I opened a door bearing the sign BY APPOINTMENT ONLY and entered an empty reception room, from there went through a side door marked KNOCK BEFORE ENTERING and into a conference room full of moldering mobilization plans. Here I ran into a problem - there were two doors. One said NO ADMITTANCE, the other CLOSED.

Memoirs Found in a Bathtub unavoidably evokes Kafka and yet it would be an injustice to call it derivative.  Lem is capable of an amazing knack for characterization.  He is wildly comic, he is sardonic, perplexing, insightful.  His narrator inhabits a sort of backup Pentagon called the Building, buried in a mountain, cut off from the outside world, or perhaps from reality.  The whole novel deals with his striving to discover what his mission is and the name of his superior.  The total preoccupation of the Building and everyone in it is a subversion and espionage, of which Lem makes Jovian mockery.

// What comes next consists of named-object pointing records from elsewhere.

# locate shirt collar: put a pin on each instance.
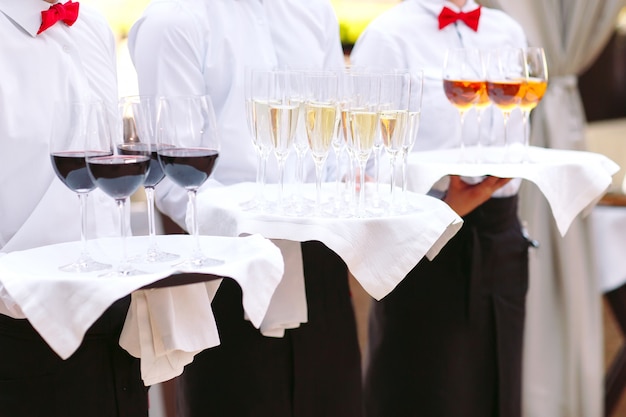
(435, 6)
(25, 13)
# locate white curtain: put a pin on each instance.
(563, 352)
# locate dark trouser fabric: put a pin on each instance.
(447, 342)
(313, 370)
(99, 380)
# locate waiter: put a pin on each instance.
(195, 47)
(44, 61)
(447, 342)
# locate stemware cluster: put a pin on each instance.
(356, 111)
(509, 78)
(118, 150)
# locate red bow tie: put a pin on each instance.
(68, 13)
(448, 16)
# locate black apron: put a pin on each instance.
(447, 342)
(99, 380)
(314, 370)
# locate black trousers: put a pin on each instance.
(447, 342)
(313, 370)
(99, 380)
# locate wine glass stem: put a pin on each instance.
(337, 177)
(362, 165)
(281, 184)
(525, 117)
(392, 180)
(299, 175)
(150, 206)
(318, 187)
(376, 173)
(82, 197)
(264, 156)
(405, 155)
(194, 221)
(461, 139)
(121, 203)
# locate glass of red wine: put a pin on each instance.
(188, 149)
(67, 153)
(139, 121)
(117, 174)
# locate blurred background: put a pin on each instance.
(602, 86)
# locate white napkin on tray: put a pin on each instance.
(571, 181)
(165, 327)
(379, 252)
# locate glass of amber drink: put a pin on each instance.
(506, 74)
(462, 81)
(534, 87)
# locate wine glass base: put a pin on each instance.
(84, 265)
(198, 262)
(123, 272)
(155, 256)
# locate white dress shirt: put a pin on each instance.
(408, 36)
(62, 63)
(208, 44)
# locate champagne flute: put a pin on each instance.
(321, 121)
(259, 90)
(284, 113)
(506, 70)
(534, 88)
(252, 91)
(139, 118)
(188, 149)
(412, 128)
(393, 117)
(67, 154)
(300, 205)
(344, 135)
(363, 104)
(462, 81)
(117, 174)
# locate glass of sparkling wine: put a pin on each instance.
(462, 81)
(410, 133)
(139, 121)
(284, 112)
(116, 173)
(506, 73)
(321, 118)
(257, 89)
(362, 114)
(534, 88)
(188, 149)
(393, 118)
(67, 154)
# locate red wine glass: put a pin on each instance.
(188, 149)
(139, 121)
(117, 174)
(67, 153)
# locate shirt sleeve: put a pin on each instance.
(166, 45)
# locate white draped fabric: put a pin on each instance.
(563, 369)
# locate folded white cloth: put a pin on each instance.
(571, 181)
(378, 251)
(288, 307)
(165, 326)
(609, 228)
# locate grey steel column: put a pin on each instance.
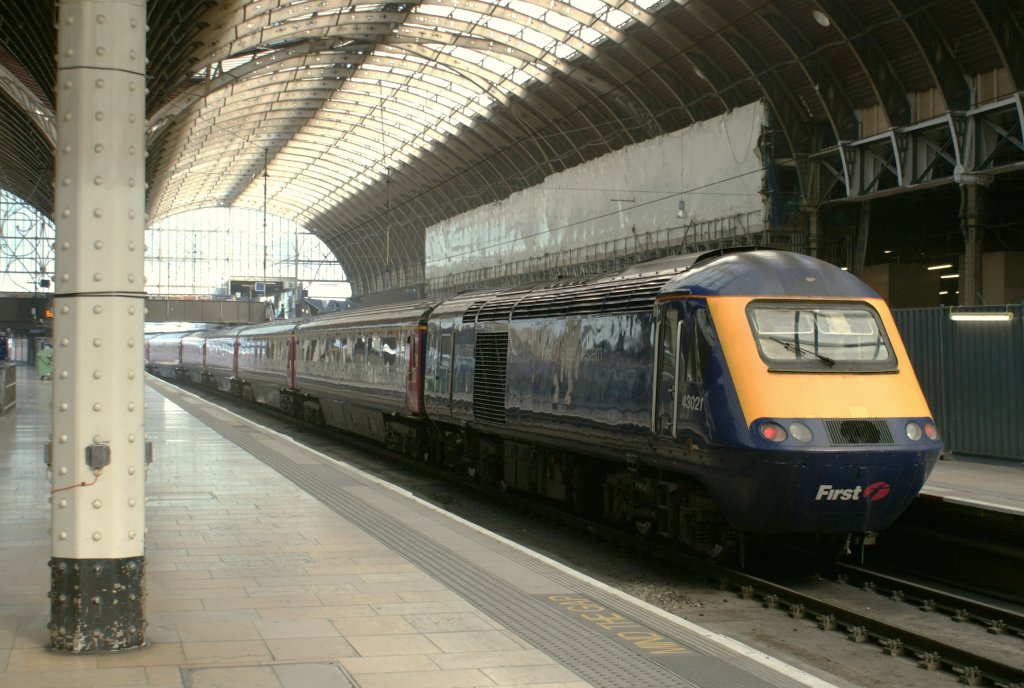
(97, 449)
(972, 212)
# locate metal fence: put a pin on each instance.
(972, 374)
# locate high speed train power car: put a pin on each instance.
(700, 397)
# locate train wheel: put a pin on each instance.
(644, 523)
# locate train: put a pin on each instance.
(704, 398)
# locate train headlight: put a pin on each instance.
(773, 432)
(800, 431)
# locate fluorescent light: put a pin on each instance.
(1001, 316)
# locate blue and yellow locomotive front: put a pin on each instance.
(794, 395)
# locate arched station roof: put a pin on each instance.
(369, 122)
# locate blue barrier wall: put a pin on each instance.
(973, 376)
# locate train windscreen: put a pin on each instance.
(820, 337)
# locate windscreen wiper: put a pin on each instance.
(797, 348)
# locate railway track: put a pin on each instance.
(979, 641)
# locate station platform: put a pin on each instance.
(269, 565)
(971, 482)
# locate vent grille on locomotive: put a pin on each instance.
(488, 376)
(858, 431)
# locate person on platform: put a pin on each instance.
(44, 362)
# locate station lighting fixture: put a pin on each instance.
(981, 316)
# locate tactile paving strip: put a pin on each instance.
(594, 657)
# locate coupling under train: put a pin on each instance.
(702, 397)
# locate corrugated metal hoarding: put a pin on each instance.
(972, 373)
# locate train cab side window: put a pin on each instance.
(698, 354)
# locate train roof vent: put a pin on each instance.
(474, 308)
(620, 296)
(858, 431)
(491, 356)
(499, 308)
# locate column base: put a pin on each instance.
(96, 604)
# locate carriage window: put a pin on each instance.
(373, 352)
(389, 349)
(820, 337)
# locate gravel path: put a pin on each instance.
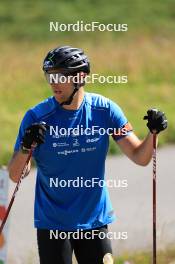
(132, 205)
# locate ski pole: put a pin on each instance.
(154, 199)
(17, 187)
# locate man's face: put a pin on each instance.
(62, 88)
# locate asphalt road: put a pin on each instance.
(132, 205)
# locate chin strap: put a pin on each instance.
(71, 97)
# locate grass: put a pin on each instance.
(144, 53)
(29, 20)
(150, 82)
(164, 256)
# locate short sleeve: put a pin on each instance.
(26, 122)
(118, 122)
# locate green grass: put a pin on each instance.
(164, 256)
(144, 53)
(150, 69)
(29, 20)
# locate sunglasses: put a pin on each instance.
(56, 77)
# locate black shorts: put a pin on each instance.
(56, 247)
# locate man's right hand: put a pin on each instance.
(34, 134)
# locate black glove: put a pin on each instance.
(157, 120)
(34, 133)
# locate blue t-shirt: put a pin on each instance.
(73, 154)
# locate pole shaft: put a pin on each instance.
(154, 200)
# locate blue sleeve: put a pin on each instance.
(118, 122)
(26, 122)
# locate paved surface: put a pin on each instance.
(132, 205)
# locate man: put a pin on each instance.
(62, 158)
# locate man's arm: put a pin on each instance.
(141, 151)
(34, 134)
(16, 166)
(138, 151)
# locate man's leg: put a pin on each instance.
(92, 251)
(53, 251)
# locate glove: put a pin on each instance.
(34, 133)
(157, 120)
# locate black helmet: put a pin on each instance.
(70, 60)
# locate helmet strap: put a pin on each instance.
(71, 97)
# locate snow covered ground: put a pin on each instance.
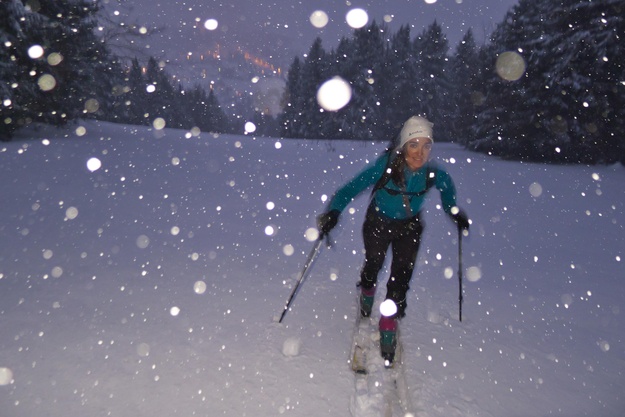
(149, 286)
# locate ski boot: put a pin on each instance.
(388, 339)
(366, 301)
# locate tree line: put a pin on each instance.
(549, 85)
(54, 68)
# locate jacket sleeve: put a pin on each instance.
(445, 184)
(366, 178)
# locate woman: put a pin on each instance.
(401, 179)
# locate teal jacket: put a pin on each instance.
(389, 204)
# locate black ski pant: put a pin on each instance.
(404, 238)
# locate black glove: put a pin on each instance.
(327, 221)
(461, 219)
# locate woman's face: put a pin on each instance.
(417, 152)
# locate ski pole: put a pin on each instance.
(311, 259)
(460, 296)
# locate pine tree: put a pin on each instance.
(137, 95)
(365, 67)
(217, 118)
(568, 105)
(313, 74)
(289, 119)
(434, 83)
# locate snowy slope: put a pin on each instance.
(149, 286)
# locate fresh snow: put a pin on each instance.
(148, 282)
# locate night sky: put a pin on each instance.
(277, 30)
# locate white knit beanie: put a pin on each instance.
(415, 127)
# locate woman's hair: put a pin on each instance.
(397, 166)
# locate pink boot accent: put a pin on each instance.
(368, 292)
(388, 324)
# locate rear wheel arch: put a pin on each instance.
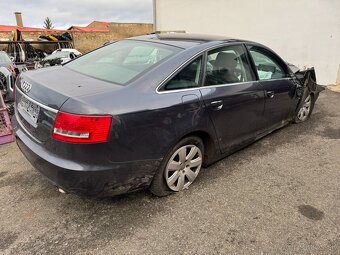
(209, 145)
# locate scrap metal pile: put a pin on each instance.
(21, 55)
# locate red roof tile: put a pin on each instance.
(88, 29)
(5, 28)
(103, 23)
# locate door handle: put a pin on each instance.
(217, 105)
(270, 94)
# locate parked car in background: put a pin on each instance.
(6, 61)
(59, 57)
(8, 73)
(151, 111)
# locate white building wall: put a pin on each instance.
(303, 32)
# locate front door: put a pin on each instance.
(277, 84)
(234, 99)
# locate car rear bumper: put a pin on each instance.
(89, 180)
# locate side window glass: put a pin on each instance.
(227, 65)
(189, 77)
(267, 66)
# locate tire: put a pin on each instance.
(179, 168)
(305, 109)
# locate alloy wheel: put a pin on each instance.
(305, 109)
(183, 167)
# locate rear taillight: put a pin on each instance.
(11, 68)
(81, 128)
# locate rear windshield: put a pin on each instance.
(4, 58)
(122, 61)
(59, 54)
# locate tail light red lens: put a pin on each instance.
(11, 68)
(81, 128)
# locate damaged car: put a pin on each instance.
(152, 111)
(58, 57)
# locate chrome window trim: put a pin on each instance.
(36, 102)
(210, 86)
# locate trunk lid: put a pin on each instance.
(41, 93)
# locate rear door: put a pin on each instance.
(273, 75)
(233, 96)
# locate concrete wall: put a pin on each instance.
(87, 41)
(125, 29)
(303, 32)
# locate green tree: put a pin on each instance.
(48, 23)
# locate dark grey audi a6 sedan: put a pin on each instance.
(151, 111)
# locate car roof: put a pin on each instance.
(184, 40)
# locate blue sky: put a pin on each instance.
(65, 13)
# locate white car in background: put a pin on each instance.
(58, 57)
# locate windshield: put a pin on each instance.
(122, 61)
(59, 54)
(4, 58)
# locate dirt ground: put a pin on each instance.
(280, 195)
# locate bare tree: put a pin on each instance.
(48, 23)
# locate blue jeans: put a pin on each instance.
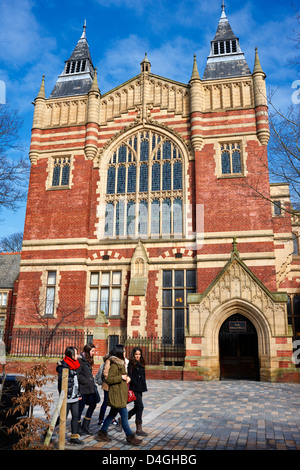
(124, 418)
(103, 406)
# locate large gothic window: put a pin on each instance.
(144, 191)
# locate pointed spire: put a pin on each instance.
(41, 93)
(78, 74)
(83, 36)
(195, 73)
(257, 66)
(145, 64)
(95, 87)
(226, 58)
(223, 15)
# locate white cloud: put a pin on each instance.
(21, 37)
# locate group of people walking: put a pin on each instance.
(117, 375)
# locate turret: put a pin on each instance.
(196, 108)
(93, 114)
(37, 125)
(260, 102)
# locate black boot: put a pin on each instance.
(139, 430)
(85, 427)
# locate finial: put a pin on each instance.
(195, 73)
(145, 64)
(257, 66)
(83, 36)
(41, 93)
(235, 251)
(223, 15)
(95, 87)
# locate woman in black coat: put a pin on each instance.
(136, 371)
(71, 362)
(87, 386)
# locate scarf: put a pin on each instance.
(73, 365)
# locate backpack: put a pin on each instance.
(99, 376)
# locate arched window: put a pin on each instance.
(231, 159)
(144, 189)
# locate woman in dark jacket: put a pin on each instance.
(87, 387)
(117, 380)
(71, 362)
(136, 372)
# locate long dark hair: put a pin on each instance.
(133, 360)
(70, 352)
(119, 351)
(87, 349)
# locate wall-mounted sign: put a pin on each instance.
(237, 326)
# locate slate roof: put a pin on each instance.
(225, 65)
(9, 269)
(76, 83)
(226, 69)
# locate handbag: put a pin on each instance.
(131, 396)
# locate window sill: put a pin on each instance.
(234, 175)
(55, 188)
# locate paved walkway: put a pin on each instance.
(221, 415)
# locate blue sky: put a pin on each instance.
(36, 38)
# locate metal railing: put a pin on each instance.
(47, 343)
(156, 351)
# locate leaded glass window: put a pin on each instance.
(144, 189)
(177, 284)
(231, 161)
(105, 293)
(61, 171)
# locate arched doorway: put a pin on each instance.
(238, 349)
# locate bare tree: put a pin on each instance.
(14, 171)
(284, 149)
(11, 243)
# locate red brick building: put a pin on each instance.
(143, 216)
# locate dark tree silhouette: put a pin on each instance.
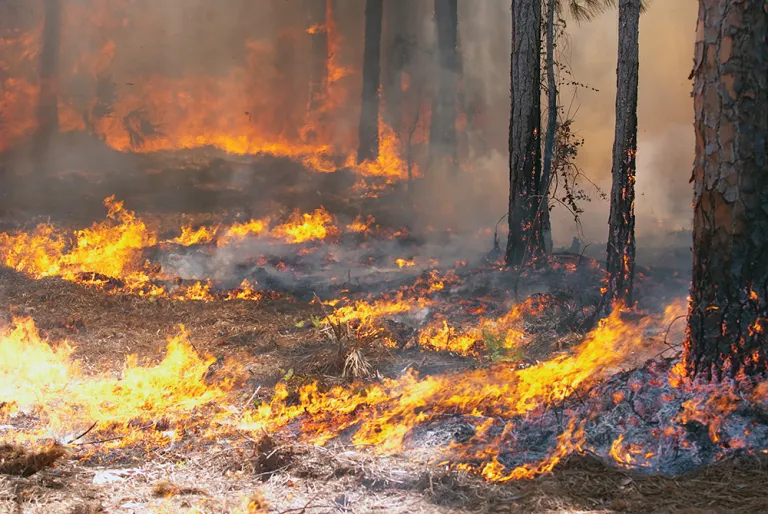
(369, 114)
(442, 131)
(525, 229)
(317, 19)
(729, 294)
(620, 262)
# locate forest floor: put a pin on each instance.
(277, 342)
(226, 475)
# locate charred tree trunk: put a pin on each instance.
(319, 69)
(549, 141)
(442, 131)
(525, 228)
(48, 100)
(729, 294)
(620, 262)
(369, 114)
(398, 18)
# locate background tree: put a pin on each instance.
(620, 262)
(368, 148)
(317, 23)
(48, 100)
(525, 231)
(442, 131)
(581, 11)
(729, 295)
(399, 38)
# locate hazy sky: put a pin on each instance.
(665, 115)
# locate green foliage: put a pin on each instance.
(497, 352)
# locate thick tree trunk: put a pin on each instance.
(398, 18)
(369, 114)
(442, 130)
(620, 262)
(729, 294)
(319, 64)
(525, 227)
(48, 100)
(549, 141)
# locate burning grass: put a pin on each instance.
(246, 376)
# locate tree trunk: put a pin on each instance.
(369, 114)
(620, 262)
(319, 66)
(525, 228)
(398, 18)
(48, 100)
(549, 141)
(729, 293)
(442, 131)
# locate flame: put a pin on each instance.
(191, 236)
(245, 110)
(306, 227)
(47, 383)
(403, 263)
(112, 248)
(383, 414)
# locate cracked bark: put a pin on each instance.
(317, 18)
(620, 261)
(729, 292)
(368, 148)
(525, 241)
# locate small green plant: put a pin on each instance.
(494, 343)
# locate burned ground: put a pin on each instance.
(282, 339)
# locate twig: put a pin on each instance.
(84, 433)
(101, 441)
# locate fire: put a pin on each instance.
(383, 414)
(112, 248)
(306, 227)
(50, 385)
(405, 263)
(360, 226)
(190, 236)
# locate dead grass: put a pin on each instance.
(18, 461)
(245, 475)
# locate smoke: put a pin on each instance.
(665, 134)
(250, 61)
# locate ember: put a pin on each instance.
(252, 259)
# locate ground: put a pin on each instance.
(277, 342)
(222, 476)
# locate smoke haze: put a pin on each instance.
(217, 70)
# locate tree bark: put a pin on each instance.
(369, 114)
(620, 262)
(319, 63)
(729, 293)
(549, 141)
(525, 228)
(442, 131)
(48, 100)
(398, 19)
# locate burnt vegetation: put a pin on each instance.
(252, 260)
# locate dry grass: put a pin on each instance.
(18, 461)
(241, 474)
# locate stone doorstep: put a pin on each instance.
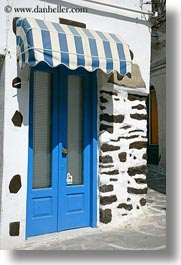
(61, 236)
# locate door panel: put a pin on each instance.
(75, 174)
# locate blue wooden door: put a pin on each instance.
(75, 149)
(62, 168)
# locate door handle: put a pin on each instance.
(64, 151)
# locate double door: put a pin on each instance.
(62, 178)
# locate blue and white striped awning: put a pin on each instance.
(55, 44)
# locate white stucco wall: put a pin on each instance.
(132, 27)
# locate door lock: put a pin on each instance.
(64, 151)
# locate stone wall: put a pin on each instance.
(122, 151)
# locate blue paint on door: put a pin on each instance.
(63, 206)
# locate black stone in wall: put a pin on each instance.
(111, 93)
(137, 170)
(106, 188)
(105, 127)
(139, 107)
(132, 97)
(125, 206)
(113, 172)
(143, 201)
(108, 148)
(138, 145)
(14, 229)
(112, 118)
(122, 156)
(103, 100)
(138, 116)
(137, 191)
(105, 159)
(104, 200)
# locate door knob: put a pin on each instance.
(64, 151)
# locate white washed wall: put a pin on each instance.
(15, 142)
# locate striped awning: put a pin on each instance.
(55, 44)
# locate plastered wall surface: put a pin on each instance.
(15, 142)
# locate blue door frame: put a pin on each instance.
(46, 208)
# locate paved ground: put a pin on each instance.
(148, 232)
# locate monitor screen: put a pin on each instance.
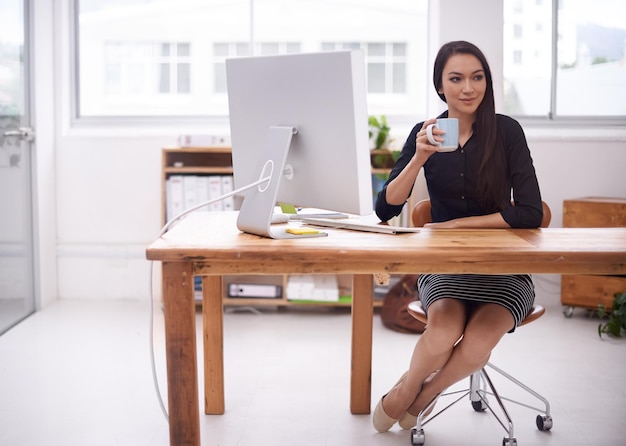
(303, 119)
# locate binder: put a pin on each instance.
(254, 290)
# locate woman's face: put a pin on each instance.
(463, 84)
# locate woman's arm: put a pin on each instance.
(489, 221)
(398, 187)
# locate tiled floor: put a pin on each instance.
(78, 374)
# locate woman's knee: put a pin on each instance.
(446, 323)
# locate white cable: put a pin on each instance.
(166, 228)
(170, 223)
(155, 380)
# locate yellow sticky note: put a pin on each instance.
(302, 231)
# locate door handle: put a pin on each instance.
(23, 133)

Theodore Sturgeon, The New York Times Review of Books
This book contains a conception that goes beyond current short-term political satire. Here we are confronted with a totalization of the concept of intentional actions. This has been shown with a quite clear, perhaps ever ghastly consistency, resulting in surprising effects. I think this vision is both original and true. A human being is indeed capable of treating everything around him as a message.